Eurovision-misere

  • Die deutsche Sängerin Gracia landete beim Eurovision Song Contest auf dem letzten Platz, der Katzenjammer ist groß. An der Grand-Prix-Misere von Kiew zeigt sich jedoch vor allem die Krise des deutschen Vorentscheids, den der NDR nun endlich in fähigere Hände legen sollte.

    Raab-Kandidat Mutzke: Enttäuschender achter Platz
    Das deutsche Format von Meier-Beers Gnaden konnte sich nie vom Ruch befreien, eine popmusikalisch eher auf Krawall, denn auf nachhaltige Förderung von Nachwuchs setzende Show zu sein: Acts wie jene von Rudolf Moshammer und dem "Big Brother"-Viertelstunden-Promi Zlatko oder Skandale um Talentchen, die sich eher auf halbpornografische Auftritte als auf ernsthafte Musik konzentrierten, machten der Musikindustrie schwer zu schaffen. Einerseits befand man sich seit Anfang 2000 selbst in der Umsatzkrise-Krise, andererseits wollte man zum Grand-Prix-Vorentscheid nicht die unpolierten Juwelen schicken, denen man mehr zutraute als eine Eurovisionskrone: Wir sind Helden, Juli, Silbermond, Fettes Brot oder Annette Louisan. Sie alle hätten gewollt, wenn man sie gelockt hätte - aber sie wurden als zu newcomerhaft abgelehnt.


    Von Nachteil für die Musikindustrie war auch, dass der NDR verstärkt auf die Boulevardkraft der "Bild"-Zeitung setzte. Statt um Musik ging es oft nur um Krawall: Kleine Skandale waren willkommen, größere Skandale galten sogar als quotenfördernd. Nur Stefan Raab machte dabei nicht mit. Schon vor fünf Jahren, bei seiner eigenen Eurovisionsteilnahme in Stockholm, hatte er jeden Kontakt zum größten Revolverblatt der Republik rabiat verweigert - und wusste, nachdem dies gelang, dass man in Deutschland auch ohne dieses Medium leben kann. Mehr noch: Man konnte Quote machen, ohne ein gutes Image zu verlieren.

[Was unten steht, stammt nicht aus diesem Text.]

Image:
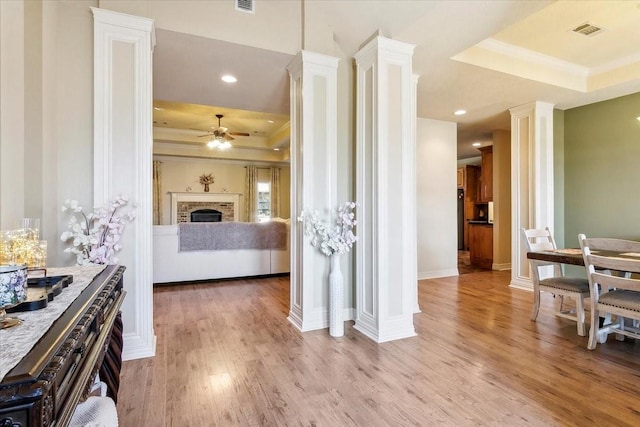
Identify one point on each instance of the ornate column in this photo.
(385, 187)
(313, 80)
(123, 148)
(531, 180)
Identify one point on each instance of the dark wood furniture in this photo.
(44, 388)
(481, 245)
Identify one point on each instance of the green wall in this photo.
(602, 170)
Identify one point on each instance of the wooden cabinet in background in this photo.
(485, 190)
(481, 245)
(470, 187)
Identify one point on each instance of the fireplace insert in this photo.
(206, 215)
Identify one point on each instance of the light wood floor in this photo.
(226, 355)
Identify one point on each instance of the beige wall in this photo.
(502, 199)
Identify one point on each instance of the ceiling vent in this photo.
(587, 29)
(245, 6)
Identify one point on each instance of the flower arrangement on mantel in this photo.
(96, 235)
(333, 234)
(206, 179)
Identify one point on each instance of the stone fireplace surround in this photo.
(183, 203)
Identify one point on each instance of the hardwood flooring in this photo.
(227, 356)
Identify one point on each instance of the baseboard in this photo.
(501, 267)
(422, 275)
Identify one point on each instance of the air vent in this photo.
(587, 29)
(245, 6)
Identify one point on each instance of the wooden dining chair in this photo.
(560, 286)
(610, 264)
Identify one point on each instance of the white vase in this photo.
(336, 298)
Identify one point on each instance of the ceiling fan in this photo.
(220, 136)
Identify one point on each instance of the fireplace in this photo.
(206, 215)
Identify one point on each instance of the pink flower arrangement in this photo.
(96, 235)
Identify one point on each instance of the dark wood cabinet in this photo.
(485, 189)
(44, 388)
(470, 186)
(481, 245)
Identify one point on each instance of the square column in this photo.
(386, 276)
(123, 151)
(313, 89)
(531, 180)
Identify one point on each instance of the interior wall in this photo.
(602, 149)
(182, 175)
(502, 199)
(436, 198)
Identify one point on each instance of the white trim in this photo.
(435, 274)
(111, 28)
(533, 57)
(177, 197)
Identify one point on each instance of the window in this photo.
(264, 201)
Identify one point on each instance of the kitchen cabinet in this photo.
(485, 189)
(481, 245)
(460, 177)
(470, 186)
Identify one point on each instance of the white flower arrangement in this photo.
(96, 235)
(331, 239)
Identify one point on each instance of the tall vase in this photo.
(336, 298)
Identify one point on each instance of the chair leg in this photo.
(595, 328)
(580, 315)
(536, 304)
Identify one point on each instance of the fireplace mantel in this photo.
(203, 197)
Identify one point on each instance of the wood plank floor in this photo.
(226, 356)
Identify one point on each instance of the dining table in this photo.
(573, 256)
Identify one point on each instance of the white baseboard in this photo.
(434, 274)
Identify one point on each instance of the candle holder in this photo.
(13, 291)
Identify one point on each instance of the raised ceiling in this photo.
(482, 56)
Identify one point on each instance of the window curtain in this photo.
(251, 194)
(275, 192)
(157, 193)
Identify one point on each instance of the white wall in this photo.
(436, 199)
(183, 174)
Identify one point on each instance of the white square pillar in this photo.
(313, 81)
(386, 276)
(123, 149)
(531, 180)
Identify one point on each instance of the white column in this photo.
(123, 144)
(531, 180)
(12, 113)
(385, 187)
(313, 80)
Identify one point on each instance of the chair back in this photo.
(538, 239)
(602, 255)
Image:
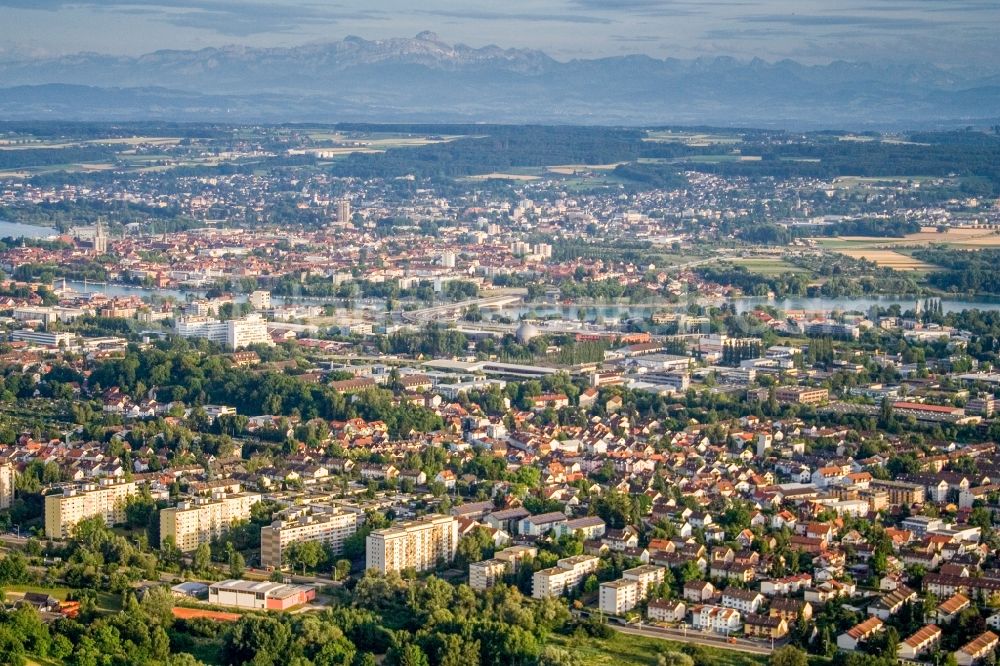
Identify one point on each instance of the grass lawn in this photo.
(768, 265)
(105, 600)
(629, 650)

    Voriges Jahr schließlich wurde spürbar, wie fadenscheinig das Eurovision-Konzept des NDR geworden war: Raab hatte durch eine eigene, inzwischen Grimme-Preis-gekürte Castingshow ein Talent ausgegraben, das den Grand-Prix-Vorentscheid mit Abstand gewann. Max Mutzke belegte mit seinem "Can't Wait Until Tonight" in Istanbul allerdings nur den für ihn wie für Raab enttäuschenden achten Platz. Raab nahm dies als Zeichen, das Grand-Prix-Format zu kopieren, aber in nationalen Grenzen zu halten.


    Möglicherweise wäre eine Lösung die Beste: Man überträgt weiter den internationalen Song Contest - und betraut Stefan Raab mit der deutschen Vorentscheidung. Dass er das kann, wird in keinem Mikromilieu der TV- oder der Musikbranche in Zweifel gezogen.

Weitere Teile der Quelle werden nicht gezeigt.